Children of the Damned (Perceptual Warfare 16)

damned
An even closer match to the autism phenomenon than Autons & Body Snatchers would be English writer John Wyndham’s novel The Midwich Cuckoos, released the same year as Invasion of the Body Snatchers,  1957, and made into a (British) film, The Village of the Damned, in 1960. (I also saw the film as a child.) Both the book and the film tell the story of a small town in which all the women (including menopausal) mysteriously become pregnant. Nine months later they give birth to blue-eyed, shiny-skinned, blonde-haired children (in an apparent nod to the Hitler Youth and the Aryan übermensch). The children, who are found to be genetically different to their parents, are highly intelligent, meticulous, and cool and distant towards the residents of the village. They also have telepathic abilities with which they can control humans, and they bond together into a kind of group mind (one for the males and another for the females). It’s unclear in the film if the children are actively hostile towards humans or if they only wish to protect themselves.

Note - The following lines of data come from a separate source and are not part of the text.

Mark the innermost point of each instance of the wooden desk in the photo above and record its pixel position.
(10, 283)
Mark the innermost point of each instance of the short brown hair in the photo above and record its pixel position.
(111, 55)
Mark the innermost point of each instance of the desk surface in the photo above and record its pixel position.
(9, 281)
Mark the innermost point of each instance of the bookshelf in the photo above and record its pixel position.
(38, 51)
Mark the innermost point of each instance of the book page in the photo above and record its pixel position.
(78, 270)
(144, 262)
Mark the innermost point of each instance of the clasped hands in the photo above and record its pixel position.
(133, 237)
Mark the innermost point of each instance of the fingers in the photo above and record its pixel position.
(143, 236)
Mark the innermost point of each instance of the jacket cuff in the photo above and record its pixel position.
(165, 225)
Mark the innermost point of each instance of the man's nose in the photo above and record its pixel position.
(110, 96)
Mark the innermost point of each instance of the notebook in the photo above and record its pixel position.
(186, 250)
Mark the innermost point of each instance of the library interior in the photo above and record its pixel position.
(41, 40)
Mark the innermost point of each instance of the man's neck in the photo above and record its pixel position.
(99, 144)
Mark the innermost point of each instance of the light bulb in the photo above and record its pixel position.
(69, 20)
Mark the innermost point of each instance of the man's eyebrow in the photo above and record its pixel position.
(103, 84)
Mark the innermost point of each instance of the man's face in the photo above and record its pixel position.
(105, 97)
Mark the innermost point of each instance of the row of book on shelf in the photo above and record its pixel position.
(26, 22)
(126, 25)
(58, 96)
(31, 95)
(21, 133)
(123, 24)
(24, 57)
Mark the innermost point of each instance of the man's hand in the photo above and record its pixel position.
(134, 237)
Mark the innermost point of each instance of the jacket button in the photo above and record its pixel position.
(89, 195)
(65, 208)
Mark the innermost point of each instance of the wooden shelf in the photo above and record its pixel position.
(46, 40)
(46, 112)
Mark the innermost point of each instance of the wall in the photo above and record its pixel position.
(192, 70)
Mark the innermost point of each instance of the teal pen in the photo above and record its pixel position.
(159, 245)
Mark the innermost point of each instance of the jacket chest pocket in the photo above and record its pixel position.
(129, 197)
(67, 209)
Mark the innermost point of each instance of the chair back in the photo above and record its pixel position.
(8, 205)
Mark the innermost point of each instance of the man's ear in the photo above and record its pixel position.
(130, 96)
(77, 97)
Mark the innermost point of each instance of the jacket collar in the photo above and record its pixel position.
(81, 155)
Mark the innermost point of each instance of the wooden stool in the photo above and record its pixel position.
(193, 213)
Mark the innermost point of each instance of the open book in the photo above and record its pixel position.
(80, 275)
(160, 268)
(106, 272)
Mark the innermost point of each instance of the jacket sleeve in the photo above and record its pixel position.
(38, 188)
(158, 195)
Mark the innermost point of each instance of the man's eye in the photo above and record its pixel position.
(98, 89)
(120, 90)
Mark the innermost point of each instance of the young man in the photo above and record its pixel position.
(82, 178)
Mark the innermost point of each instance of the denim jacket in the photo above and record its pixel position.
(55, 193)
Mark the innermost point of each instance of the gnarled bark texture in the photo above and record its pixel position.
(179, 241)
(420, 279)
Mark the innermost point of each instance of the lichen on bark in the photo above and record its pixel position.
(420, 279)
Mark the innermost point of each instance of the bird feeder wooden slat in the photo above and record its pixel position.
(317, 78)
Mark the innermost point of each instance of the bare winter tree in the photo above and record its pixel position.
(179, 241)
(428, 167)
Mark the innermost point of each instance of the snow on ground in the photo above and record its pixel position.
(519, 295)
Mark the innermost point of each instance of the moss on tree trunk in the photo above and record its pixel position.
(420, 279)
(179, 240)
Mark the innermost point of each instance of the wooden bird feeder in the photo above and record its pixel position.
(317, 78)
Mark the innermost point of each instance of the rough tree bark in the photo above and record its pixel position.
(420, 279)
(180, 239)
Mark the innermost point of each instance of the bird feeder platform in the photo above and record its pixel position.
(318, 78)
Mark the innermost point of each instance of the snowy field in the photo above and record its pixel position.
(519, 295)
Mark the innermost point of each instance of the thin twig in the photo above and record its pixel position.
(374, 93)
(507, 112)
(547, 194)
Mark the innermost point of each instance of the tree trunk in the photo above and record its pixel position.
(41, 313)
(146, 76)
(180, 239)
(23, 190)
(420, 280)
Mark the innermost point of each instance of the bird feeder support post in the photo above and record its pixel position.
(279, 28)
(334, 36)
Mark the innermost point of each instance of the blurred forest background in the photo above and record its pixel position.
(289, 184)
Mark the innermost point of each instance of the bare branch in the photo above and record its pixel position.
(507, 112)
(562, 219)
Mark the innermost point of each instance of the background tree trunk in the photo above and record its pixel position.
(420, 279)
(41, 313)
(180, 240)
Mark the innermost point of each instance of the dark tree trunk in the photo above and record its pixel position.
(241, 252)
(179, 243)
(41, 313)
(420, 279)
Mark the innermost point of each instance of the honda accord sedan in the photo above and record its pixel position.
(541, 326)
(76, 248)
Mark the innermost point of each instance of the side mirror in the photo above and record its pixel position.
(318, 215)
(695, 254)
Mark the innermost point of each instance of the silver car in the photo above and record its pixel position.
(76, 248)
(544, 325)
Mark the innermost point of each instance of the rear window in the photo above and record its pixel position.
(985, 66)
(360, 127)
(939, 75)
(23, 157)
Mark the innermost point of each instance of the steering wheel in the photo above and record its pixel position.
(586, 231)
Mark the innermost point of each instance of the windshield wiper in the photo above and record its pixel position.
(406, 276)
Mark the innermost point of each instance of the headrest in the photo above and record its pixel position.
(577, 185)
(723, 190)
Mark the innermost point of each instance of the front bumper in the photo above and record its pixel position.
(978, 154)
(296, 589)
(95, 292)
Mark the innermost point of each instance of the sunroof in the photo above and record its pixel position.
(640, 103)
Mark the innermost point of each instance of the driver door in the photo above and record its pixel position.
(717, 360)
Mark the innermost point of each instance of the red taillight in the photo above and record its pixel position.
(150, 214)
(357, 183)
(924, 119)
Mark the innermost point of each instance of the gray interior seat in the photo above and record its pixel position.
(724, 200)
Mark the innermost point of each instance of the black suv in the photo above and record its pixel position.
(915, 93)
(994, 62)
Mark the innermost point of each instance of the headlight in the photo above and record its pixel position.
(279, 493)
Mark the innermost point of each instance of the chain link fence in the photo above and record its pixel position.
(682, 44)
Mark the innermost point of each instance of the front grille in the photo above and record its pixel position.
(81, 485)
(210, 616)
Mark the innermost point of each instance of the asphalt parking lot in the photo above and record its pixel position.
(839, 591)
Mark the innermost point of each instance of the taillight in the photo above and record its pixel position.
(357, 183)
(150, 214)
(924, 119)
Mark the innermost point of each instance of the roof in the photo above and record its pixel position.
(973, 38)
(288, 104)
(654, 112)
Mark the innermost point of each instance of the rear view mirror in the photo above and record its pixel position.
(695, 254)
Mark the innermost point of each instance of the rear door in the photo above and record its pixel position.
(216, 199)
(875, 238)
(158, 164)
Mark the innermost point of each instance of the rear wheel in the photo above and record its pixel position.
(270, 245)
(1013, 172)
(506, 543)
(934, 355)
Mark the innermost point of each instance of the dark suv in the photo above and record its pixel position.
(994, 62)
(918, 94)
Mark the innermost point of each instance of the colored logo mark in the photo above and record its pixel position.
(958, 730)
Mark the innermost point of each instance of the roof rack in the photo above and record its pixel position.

According to Wikipedia: “The Children want to migrate to a secure location, where they can live unharmed.” Instead, they are destroyed with a bomb in the film’s climax. The bomb is detonated by one of their teachers, in a class setting. In other words, a school massacre.[1]
A sequel, Children of the Damned, was released in 1963 that presented the children in a very different light to the first film. They are seen to be not alien, as first assumed, but humans evolutionarily advanced by a million years. In the film, the children decide that their presence on the planet is incompatible with humans, and sacrifice themselves.
“This story takes an opposite primary thematic direction from the original Village of the Damned [in which] almost all the children are portrayed as irredeemably ruthless non-human aliens who must be defeated. In Children of the Damned, the children are clearly implied instead to be Christ-like advanced humans, complete with ‘virgin births’ and the raising of the dead, and they are destroyed as a result of the average adults’ inability to rise above their backward paranoia. In the other stories, the alien children are ‘damned,’ i.e. ‘cursed beings,’ while in this version, it is the human race that is metaphorically ‘damned’ due to its inability to embrace its own (future) children. In addition, the children in other versions all result from an evident alien intervention upon a single village, while in this version they are drawn from natural events in diverse regions and races, thereby epitomizing all the children of the human race.” https://en.wikipedia.org/wiki/Children_of_the_Damned 
The second film was not based on any source material, and it seems in retrospect almost to have been meant as a corrective to the paranoia of the first film. (If so, it was ineffective; the film’s preview trailer presents the children as monstrously evil.) In passing, this was the time that autism —which was still medically diagnosed as “child schizophrenia” — was first coming into collective awareness in fictional forms: Philip K. Dick wrote Minority  Report, with its autistic “precogs, ” in 1956, and Martian Time-Slip, probably the first depiction of autism as extra-consensual perception in a science-fiction work, was published in 1964.[2] 1963 was also the year that the first X-Men comic was released. Written by Stan Lee and illustrated by Jack Kirby, The X-Men is about a group of “mutant” teenagers with “special abilities” due to their genetic differences to humans; because of “anti-mutant sentiment,” the group’s leader and telepath, Professor Xavier, creates a secret school to train the young mutants to use their powers for the benefit of humanity, hoping thereby to assuage those feelings. He is only partially successful, however, and a later storyline (begun in 1965) entails a political drive to eradicate mutants using mutant-hunting robots called Sentinels.

(cont’ tomorrow)


[1] The first ever school mass killing in the US, in 1927, was a bombing at Bath Township, Michigan, killing 38 elementary school children and six adults, and injuring at least 58 other people. In what would become a common feature of these incidents, the alleged perpetrator, school treasurer Andrew Kehoe, first killed his wife and committed suicide after bombing the school (using a final bomb on himself). According to Wikipedia, “It is the deadliest mass murder in a school in United States history. . . . The next four deadliest acts of mass murder in any type of school setting in the United States are the Virginia Tech massacre, Sandy Hook Elementary School shooting, University of Texas at Austin Bell Tower shooting, and Columbine High School massacre.”  https://en.wikipedia.org/wiki/Bath_School_disaster
[2] These years were also crucial in the development of computers and computer-linking networks, the early, early days of the Internet.
 

1 thought on “Children of the Damned (Perceptual Warfare 16)”

  1. Keyhoe … keyhole Imagine his sir name repeated and repeated. The register at school every morning when the mind and body is nervous and un awakened.